One of my greatest fears is being lost. I hate the feeling of not having a place, not knowing where I am going. I dislike being in the dark because I lose my way. I have been known to get irritable & panicked when slightly lost (thank you iPhone for your built in GPS). In a wider net, one of the reasons I believe in having service-based elements in my life (vocationally or casually) is because they help center me in my community. I feel stronger and more sure of myself when I am reaching my hand out to assist someone else.
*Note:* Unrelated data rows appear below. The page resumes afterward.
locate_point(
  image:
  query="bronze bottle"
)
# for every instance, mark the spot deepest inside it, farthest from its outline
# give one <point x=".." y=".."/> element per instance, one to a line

That said, I saw this movie at The State tonight. I didn’t expect it to end as it did & sat through the credits hoping for more details (none, sadly, were forthcoming). Ultimately, it’s a story of what it’s like to feel lost & how friendship and a helping hand can make a difference – two themes that terrify and soothe me, respectively. One of the most interesting elements I found was actually not in the movie, but via a snippet of a review I read on the movie’s website after seeing the film. It was this:
“’Wendy and Lucy’ is rated R. It has some swearing, a little drug use and a brief implication of violence, but no nudity, sex or murder. The rating seems to reflect, above all, an impulse to protect children from learning that people are lonely and that life can be hard.” – AO Scott, New York Times
I think that struck me because there was really nothing in it that was objectionable (a couple of swear words and a very mild moment of someone smoking a joint), but I wouldn’t take a kid to see it. I was so scared for her during the movie that I had to take my date’s hand and clench it. However, seriously, there was nothing objectionable. As the girl who once forgot that a Kevin Smith movie might not be appropriate for a 13-year-old (seriously just forgot about the swearing), me not finding a movie appropriate for kids takes Very Clear Cut Levels of Adult Material. That’s not present in this film, but it is so heart-wrenching that the reality is bringing tears to my eyes 90 minutes after I left the theatre. I cannot imagine one of my third graders seeing that movie and yet I wouldn’t say I advocated shielding them from reality.
Maybe it’s just that this one hits close to home?